In minimally invasive surgery, there have been some studies done as early as around 2009. Behrens et al. [10] demonstrated the mosaicing of endoscopic bladder images from a sequence video using SIFT. After that, they developed a multithreaded image-mosaicing algorithm using SURF to perform the mosaicing of bladder images in real time [11]. Iakovidis et al. [12] proposed a novel method for automatic image stitching for efficient visualization using conventional wireless capsule endoscopy videos based on SURF. Recently, Yang et al. [13] proposed a scene-adaptive features-based approach for the mosaicing of placental vasculature images obtained during computer-assisted fetoscopic procedures using SURF.

In the development of technologies of the image-guided surgeries, the issue of image registration is most concerned, especially in gastroscopic surgeries. Pioneers have tried to make the images of the target organs fixed on the display screen and expand the field of vision (FOV) of the endoscope. Liu et al. [14] has built up a panoramic view for gastroscopy. They utilized a tracking device according to the image from a single-camera gastroscope with a dual-cubic projection method to create both local and panoramic views at the same time. In 2016, Hu et al. [15] proposed a robust technique for image registration which was named as homographic patch feature transform for sequential gastroscopic images. Both techniques would make the gastroscopy easier to handle and safer in gastroscopic surgeries.

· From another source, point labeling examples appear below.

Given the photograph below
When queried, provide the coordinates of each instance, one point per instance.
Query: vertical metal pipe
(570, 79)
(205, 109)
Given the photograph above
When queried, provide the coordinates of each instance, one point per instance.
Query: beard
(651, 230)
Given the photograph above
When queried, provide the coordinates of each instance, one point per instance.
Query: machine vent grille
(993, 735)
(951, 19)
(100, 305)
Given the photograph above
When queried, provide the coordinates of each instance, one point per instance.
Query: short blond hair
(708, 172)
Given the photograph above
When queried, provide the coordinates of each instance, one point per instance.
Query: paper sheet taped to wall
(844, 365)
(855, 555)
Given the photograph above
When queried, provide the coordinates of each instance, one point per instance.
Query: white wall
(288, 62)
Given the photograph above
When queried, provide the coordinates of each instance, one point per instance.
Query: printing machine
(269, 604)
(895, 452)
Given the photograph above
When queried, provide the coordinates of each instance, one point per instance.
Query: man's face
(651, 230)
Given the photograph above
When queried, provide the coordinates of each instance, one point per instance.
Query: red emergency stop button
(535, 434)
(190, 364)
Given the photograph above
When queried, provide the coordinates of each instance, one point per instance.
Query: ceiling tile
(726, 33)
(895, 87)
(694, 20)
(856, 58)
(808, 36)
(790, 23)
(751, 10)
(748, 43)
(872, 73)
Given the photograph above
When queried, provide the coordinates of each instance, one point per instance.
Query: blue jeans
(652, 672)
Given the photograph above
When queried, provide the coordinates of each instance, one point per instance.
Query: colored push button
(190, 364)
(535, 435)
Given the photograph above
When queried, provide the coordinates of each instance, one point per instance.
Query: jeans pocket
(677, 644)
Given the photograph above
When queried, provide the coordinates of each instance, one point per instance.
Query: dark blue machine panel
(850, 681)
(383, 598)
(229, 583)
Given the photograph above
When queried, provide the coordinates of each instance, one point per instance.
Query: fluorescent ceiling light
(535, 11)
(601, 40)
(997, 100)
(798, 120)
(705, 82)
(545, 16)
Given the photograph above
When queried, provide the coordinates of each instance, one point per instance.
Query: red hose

Thus, image mosaicing is gradually being applied in medical applications, and the feasibility and assistive nature of the technique with respect to clinical applications have been explored widely. However, image mosaicing is limited to the compositing of images with small fields of view, such as those of blood vessels and urethras. Moreover, in all the studies described above, the image sequences mosaiced were obtained from a single moving endoscopic camera. This can yield only panoramic static images that do not reflect the changes that may occur in the shape of the organs or blood vessels being imaged outside the field of vision (FOV). Therefore, it is difficult to apply the technique during laparoscopic surgery, wherein the position and shape of the internal organs change frequently.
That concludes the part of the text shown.